Koening met een dieplader

De Rijn

Bij Rhenen

zaterdag 23 november 2013

Een korte indruk.

Van de afgelopen week, die grijs, guur en nat was.




Hier nog in Zuid-Duitsland

de herfst is nagenoeg ten einde

nevelig

en uitgestrekt

op weg naar Passau snor ik door een prachtig en stil landschap


daarna klimmen, op weg naar Phillipsreut

en even later bevind ik mij in Tsjechië: alles lijkt opeens anders

is ook anders



de sfeer, de kleuren

de dorpjes


De Moldau

Hoe schoon, de luchten, het vergezicht

Blatná


héél in de verte; Plzen


in de buurt van het teruglaadadres

sterappeltjes nog vaak achtergebleven aan de wegkant


op weg naar huis


Ach, wie of wat kom ik nog tegen

Duitsland, meteen is alles, wederom, anders


de laatste herfstkleuren

Frankfurt

en later, ergens onderweg, een fraai uitgevoerde truck met oplegger.
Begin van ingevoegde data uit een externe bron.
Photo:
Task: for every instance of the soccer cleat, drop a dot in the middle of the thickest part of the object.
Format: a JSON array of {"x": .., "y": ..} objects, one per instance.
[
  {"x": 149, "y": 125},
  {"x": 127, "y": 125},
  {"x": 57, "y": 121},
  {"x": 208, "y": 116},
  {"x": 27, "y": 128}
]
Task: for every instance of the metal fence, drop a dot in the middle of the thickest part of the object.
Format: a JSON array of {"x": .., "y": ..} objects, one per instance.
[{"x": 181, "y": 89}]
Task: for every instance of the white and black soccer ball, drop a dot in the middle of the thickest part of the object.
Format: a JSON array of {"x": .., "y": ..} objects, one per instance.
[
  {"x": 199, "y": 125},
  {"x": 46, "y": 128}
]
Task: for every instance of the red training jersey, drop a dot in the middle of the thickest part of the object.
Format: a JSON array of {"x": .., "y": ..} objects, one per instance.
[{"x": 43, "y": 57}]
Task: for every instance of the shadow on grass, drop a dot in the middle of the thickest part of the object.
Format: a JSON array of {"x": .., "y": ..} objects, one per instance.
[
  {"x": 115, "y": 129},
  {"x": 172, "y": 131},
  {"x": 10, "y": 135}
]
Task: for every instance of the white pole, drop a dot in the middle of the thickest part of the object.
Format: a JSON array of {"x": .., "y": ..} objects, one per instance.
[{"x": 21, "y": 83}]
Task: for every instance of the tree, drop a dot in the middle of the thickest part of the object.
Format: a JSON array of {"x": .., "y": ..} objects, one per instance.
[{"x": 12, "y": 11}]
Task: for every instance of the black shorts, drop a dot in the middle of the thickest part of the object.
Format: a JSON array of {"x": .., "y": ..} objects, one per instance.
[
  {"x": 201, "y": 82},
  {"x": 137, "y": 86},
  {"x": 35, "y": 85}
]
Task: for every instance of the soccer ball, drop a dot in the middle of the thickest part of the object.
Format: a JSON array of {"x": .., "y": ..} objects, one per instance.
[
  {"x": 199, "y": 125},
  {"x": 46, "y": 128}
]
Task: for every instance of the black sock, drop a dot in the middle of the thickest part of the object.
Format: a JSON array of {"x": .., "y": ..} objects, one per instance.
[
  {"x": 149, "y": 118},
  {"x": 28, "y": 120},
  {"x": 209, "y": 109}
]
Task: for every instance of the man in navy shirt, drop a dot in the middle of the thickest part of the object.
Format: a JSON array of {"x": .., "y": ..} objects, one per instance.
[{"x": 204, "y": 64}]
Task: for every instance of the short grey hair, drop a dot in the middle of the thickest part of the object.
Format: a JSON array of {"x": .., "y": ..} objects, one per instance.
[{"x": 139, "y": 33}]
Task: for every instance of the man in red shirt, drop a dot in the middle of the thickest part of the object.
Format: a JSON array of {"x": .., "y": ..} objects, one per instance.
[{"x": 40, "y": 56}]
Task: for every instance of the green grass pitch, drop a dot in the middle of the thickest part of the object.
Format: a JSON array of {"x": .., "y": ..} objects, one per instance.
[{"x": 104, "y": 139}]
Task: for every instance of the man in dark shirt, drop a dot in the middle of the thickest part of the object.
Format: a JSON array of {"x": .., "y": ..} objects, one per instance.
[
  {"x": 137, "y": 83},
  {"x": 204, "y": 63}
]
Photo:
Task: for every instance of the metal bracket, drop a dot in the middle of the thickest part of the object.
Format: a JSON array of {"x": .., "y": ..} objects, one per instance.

donderdag 21 november 2013

Spiegelingen.

Het viel niet mee; terwijl het nog donker was en het steeds drukker op de weg werd en een samenspel van tegenliggerverlichting en regen de weg onaangenaam liet glinsteren; een weing glad ook en het viel zo niet mee om Jindřinchuv Hradec te bereiken, een oud stadje dat gebouwd werd gelijk Bommeldam rond één kant van een bijgelovig meertje, een meertje vol met avondelfen.

Bij het klimmen der jaren ervaar ik steeds meer moeite met het rijden in donker, vooral donker met tegenliggers en dat heeft een logische oorzaak; oogpupillen zijn groot in 't donker en hoe feller, scherper het licht, hoe kleiner ze worden; bij jonge mensen, hoewel onderling bij elk mens verschillend, gaat de pupil van groot naar klein en van klein naar groot bij wisselend licht in een sneller tempo, maar naarmate de mens ouder wordt, vertraagt dit en vandaar dat ouderen meer last hebben in het donker dan jongeren, vooral bij veel tegenliggers.

Tegenliggers, zoals nu, die tesamen met de spiegeling op het asfalt zorgen voor scherp licht, mijn pupillen verkleinen zodat ik optimaal kan zien, daarna aardedonker, de pupillen vergroten zich voor dezelfde reden, maar hebben tijd nodig en niet zodra zijn ze zo ver, of er komt een tegenligger, scherp licht, even zie ik geen klap en vroeger, toen ik een stuk jonger was, had ik daar minder last van en na deze korte, schoolmeesterachtige uitleg over de weerking van het oog onder het rijden reizen we verder.

Maar eerst lossen in Jindřinchuv Hradec hetgeen voorspoedig ging; nog voordat de goederen er uit waren had ik de vrachtbrief reeds afgetekend teruggekregen en zo snorde ik rond half negen weer verder, terug eigenlijk, westenlijk, op weg naar Plzeň, die andere bierstad als die stad waar ik de nacht had doorgebracht en via Kardašovan Řečice kwam ik aan te Tábor, een stad, gesticht door enkele extreme volgelingen van Johannus Hus en Taboriten werden genoemd en bovendien geboortestad van de componist Oscar Nedbal, maar ja, wie kent deze laatste nog, laat staan zijn merkwaardige werken als Polenblut en De Mooie Saskia.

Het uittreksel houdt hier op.